So behauptet Shaw etwa: 'Der gerade entstehende globale Staat wird durch die komplexe Artikulierung des globalisierten westlichen Staates mit seiner weltumfassenden Staatsmacht konstituiert. Keiner ist ohne den anderen mehr denkbar. [...] Der westliche Staat wird nur deshalb zu einem globalen Mittelpunkt, weil er die Fähigkeit besitzt, eine global gefaßte Staatsmacht auszufüllen sowie auszunutzen. Diese global gefaßte Staatsmacht ist ganz und gar vom westlichen Staat abhängig und daher unfähig, auf sich selbst gestellt ein globales Machtzentrum darzustellen oder aufrecht zu erhalten' (vgl. S. 255). Diesen Punkt ergänzt Shaw noch um folgende Behauptung: 'Diese global gefaßte Staatsmacht verdankt ihre politische Zweckmäßigkeit und ihre effektive Macht weitgehend dem westlichen Staat. In diesem Sinne trägt auch die Ausübung der globalen Staatsmacht den Charakter der Intervention des westlichen Staates in anderen Staaten' (vgl. S. 225).

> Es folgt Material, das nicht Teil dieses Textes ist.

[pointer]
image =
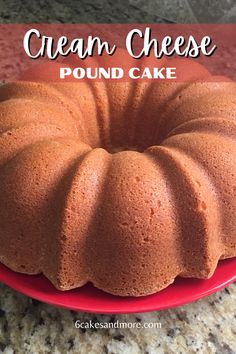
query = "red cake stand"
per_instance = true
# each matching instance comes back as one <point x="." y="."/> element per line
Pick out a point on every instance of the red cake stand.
<point x="89" y="299"/>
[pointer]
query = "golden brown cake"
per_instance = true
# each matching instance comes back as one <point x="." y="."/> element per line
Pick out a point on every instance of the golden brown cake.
<point x="123" y="184"/>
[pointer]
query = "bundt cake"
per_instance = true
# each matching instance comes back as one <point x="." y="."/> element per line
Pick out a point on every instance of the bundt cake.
<point x="123" y="184"/>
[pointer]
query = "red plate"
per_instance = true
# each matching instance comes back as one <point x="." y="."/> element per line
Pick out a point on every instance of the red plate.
<point x="89" y="299"/>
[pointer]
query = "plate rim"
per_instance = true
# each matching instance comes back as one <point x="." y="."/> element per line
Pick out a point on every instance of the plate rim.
<point x="224" y="275"/>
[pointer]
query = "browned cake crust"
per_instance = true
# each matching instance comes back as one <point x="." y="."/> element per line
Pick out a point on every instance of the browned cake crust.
<point x="77" y="207"/>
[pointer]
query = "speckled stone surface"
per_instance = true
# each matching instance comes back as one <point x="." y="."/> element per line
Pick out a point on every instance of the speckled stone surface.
<point x="207" y="326"/>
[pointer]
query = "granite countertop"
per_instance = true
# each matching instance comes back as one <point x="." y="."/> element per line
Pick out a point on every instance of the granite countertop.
<point x="207" y="326"/>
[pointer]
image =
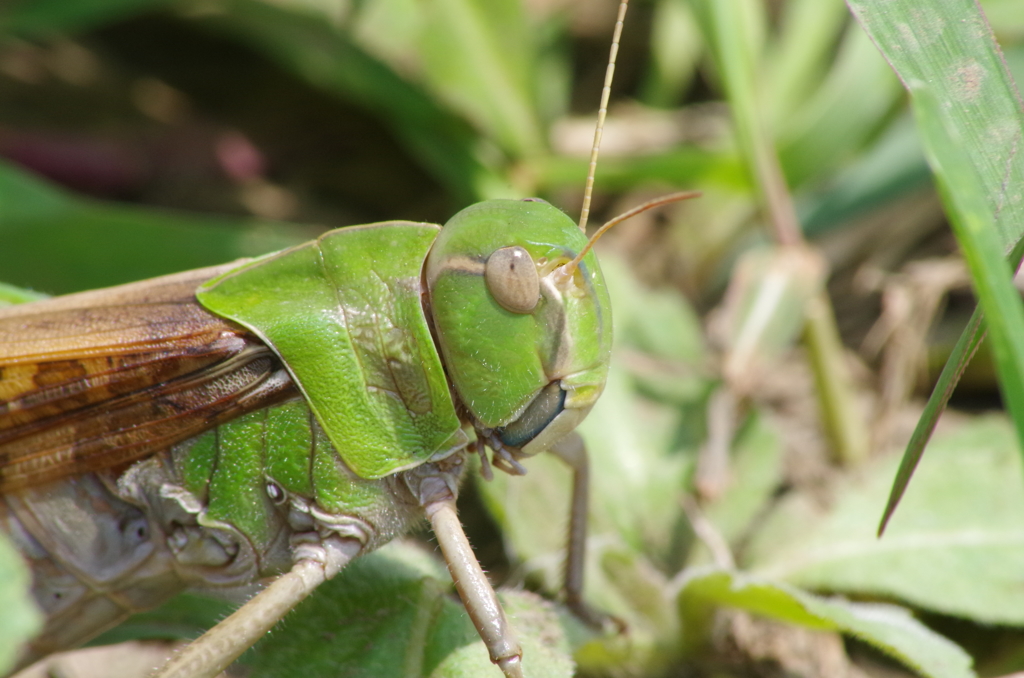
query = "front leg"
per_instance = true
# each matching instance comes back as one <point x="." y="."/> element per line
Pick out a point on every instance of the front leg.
<point x="572" y="451"/>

Hier kommen zu den praktischen Ängsten vor einer Analyse, die einerseits zwar die mögliche Beseitigung des Krieges in großen Teilen der Welt, andererseits aber das Schreckensbild einer zentral verwalteten Welt anbietet, auch theoretische Bedenken hinzu. Der Ausdruck 'Staat' beginnt seinen konkreten Sinn zu verlieren; wie der Begriff 'Geist' in der Philosophie Hegels entzieht er sich den entscheidenden Fragen, etwa wo er sitzt oder worin er besteht. Im vorhergehenden Zitat sieht Shaws Modell ja implizit hegelisch aus: Der globale Staat tritt in der Erscheinungsform und den Handlungen des westlichen Staates auf.

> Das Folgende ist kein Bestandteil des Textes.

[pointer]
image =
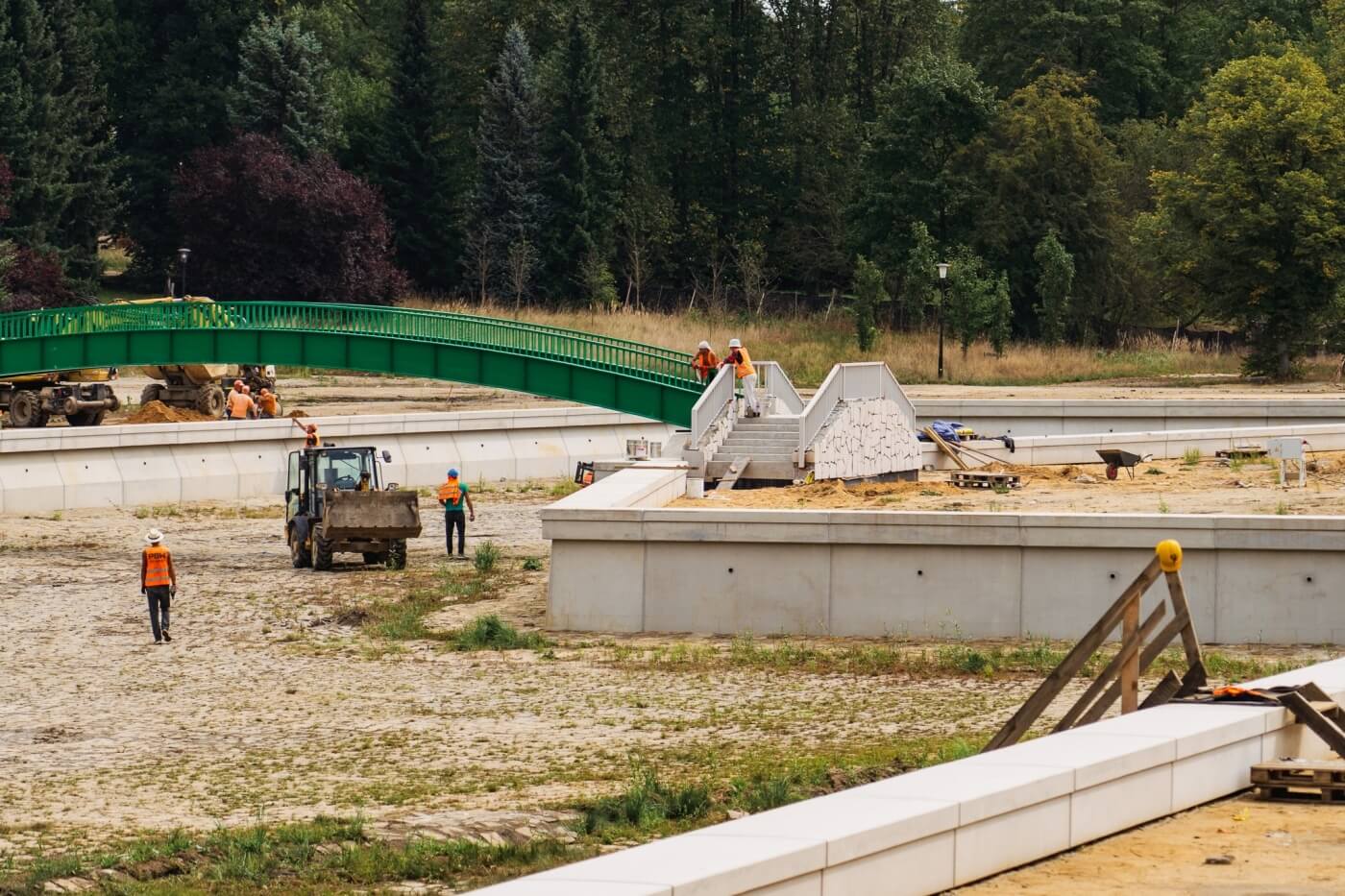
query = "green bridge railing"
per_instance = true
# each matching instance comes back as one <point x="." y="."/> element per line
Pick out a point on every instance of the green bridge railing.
<point x="511" y="336"/>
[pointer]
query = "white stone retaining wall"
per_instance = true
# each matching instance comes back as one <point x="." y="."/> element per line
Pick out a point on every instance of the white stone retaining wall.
<point x="1046" y="417"/>
<point x="878" y="573"/>
<point x="865" y="437"/>
<point x="928" y="831"/>
<point x="62" y="469"/>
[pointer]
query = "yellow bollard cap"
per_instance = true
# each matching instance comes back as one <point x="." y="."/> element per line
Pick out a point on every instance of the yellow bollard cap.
<point x="1169" y="554"/>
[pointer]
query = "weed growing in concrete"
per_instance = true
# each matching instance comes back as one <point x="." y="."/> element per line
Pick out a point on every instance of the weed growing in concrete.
<point x="486" y="556"/>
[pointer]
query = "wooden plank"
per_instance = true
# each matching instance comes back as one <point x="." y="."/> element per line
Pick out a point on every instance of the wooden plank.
<point x="1163" y="691"/>
<point x="1189" y="642"/>
<point x="1146" y="660"/>
<point x="1320" y="725"/>
<point x="1130" y="668"/>
<point x="1073" y="661"/>
<point x="1113" y="668"/>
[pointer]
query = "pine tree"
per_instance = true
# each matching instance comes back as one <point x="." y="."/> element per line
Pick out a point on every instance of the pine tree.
<point x="578" y="187"/>
<point x="510" y="207"/>
<point x="94" y="190"/>
<point x="281" y="87"/>
<point x="413" y="157"/>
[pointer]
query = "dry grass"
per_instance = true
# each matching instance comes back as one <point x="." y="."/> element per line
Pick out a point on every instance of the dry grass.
<point x="809" y="346"/>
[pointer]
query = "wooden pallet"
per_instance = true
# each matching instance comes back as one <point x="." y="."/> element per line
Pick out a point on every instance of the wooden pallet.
<point x="972" y="479"/>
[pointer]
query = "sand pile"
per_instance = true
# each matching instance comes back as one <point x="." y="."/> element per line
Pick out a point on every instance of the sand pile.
<point x="159" y="412"/>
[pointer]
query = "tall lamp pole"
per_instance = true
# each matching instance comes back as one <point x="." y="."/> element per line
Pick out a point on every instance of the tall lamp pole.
<point x="943" y="304"/>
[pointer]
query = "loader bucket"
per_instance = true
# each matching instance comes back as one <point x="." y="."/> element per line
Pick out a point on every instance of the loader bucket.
<point x="370" y="514"/>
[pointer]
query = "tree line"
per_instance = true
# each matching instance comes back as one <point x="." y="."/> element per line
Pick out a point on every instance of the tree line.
<point x="1083" y="166"/>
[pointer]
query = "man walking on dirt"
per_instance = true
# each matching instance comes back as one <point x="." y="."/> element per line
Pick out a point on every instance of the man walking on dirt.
<point x="452" y="496"/>
<point x="158" y="583"/>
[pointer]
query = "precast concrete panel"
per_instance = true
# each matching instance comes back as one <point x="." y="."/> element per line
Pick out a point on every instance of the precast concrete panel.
<point x="538" y="453"/>
<point x="897" y="590"/>
<point x="486" y="456"/>
<point x="31" y="483"/>
<point x="1281" y="597"/>
<point x="90" y="479"/>
<point x="737" y="588"/>
<point x="148" y="476"/>
<point x="596" y="586"/>
<point x="208" y="472"/>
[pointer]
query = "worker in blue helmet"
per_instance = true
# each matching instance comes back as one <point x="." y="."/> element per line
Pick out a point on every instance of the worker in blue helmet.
<point x="452" y="496"/>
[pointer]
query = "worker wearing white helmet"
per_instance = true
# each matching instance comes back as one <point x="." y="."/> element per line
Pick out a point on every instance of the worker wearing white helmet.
<point x="744" y="370"/>
<point x="705" y="361"/>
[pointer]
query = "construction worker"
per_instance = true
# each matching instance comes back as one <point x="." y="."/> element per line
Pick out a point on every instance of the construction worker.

Wie so oft in den Sozialwissenschaften stehen wir alternativen Beschreibungen bzw. Erklärungen gegenüber. Wo der Empirist in George W. Bushs Verwerfung des Kyoto-Protokolls zur Umweltpolitik nur eine voluntaristische und verantwortungslose Handlung sieht, beobachtet der Marxist ein Widerspruchsmoment in der Durchsetzung der transnationalen kapitalistischen Klasseninteressen, wohingegen der Globaltheoretiker Shaw lediglich eine Spannung im Betrieb des westlichen bzw. globalen Staates wahrnehmen würde.

Hier bietet Shaw ein ziemlich klares Formal-Kriterium bei der Wahl zwischen verschiedenen Niveaus der Analyse: Sein Modell tritt dann in Kraft, wenn die globalen Verhältnisse für Beziehungen auf niedrigeren Ebenen, so wie z.B. einzelnen Handlungen mächtiger Akteure in Staaten und supranationalen Organisationen, konstitutiv sind, wenn sie folglich also auch von letzteren abhängig sind. Was das praktisch bedeutet, ist in seiner Analyse weniger klar. Shaw gibt im vorletzten Kapitel zu, daß die EU und die USA unterschiedliche ökonomische Interessen haben. Man kann zwar die Erweiterung und die Vertiefung der EU und der NAFTA erwarten, aber ihre Verhältnisse zueinander bleiben weiterhin eine offene Frage.

Es kann wohl sein, daß schließlich die Hegemonie des Staats jenseits des Nordatlantiks siegreich und  für den Rest der Welt bestimmend sein wird, und zwar in einer vielleicht höheren, globalisierten Form, bei der die beiden Säulen des globalen Staates (i.e. die USA und die EU) bis zur Austauschbarkeit konvergieren, aber das setzt wahrscheinlich voraus, daß sich die EU zu einem präsidialen Regime entwickelt und daß die USA einen glaubwürdigeren Präsidenten findet.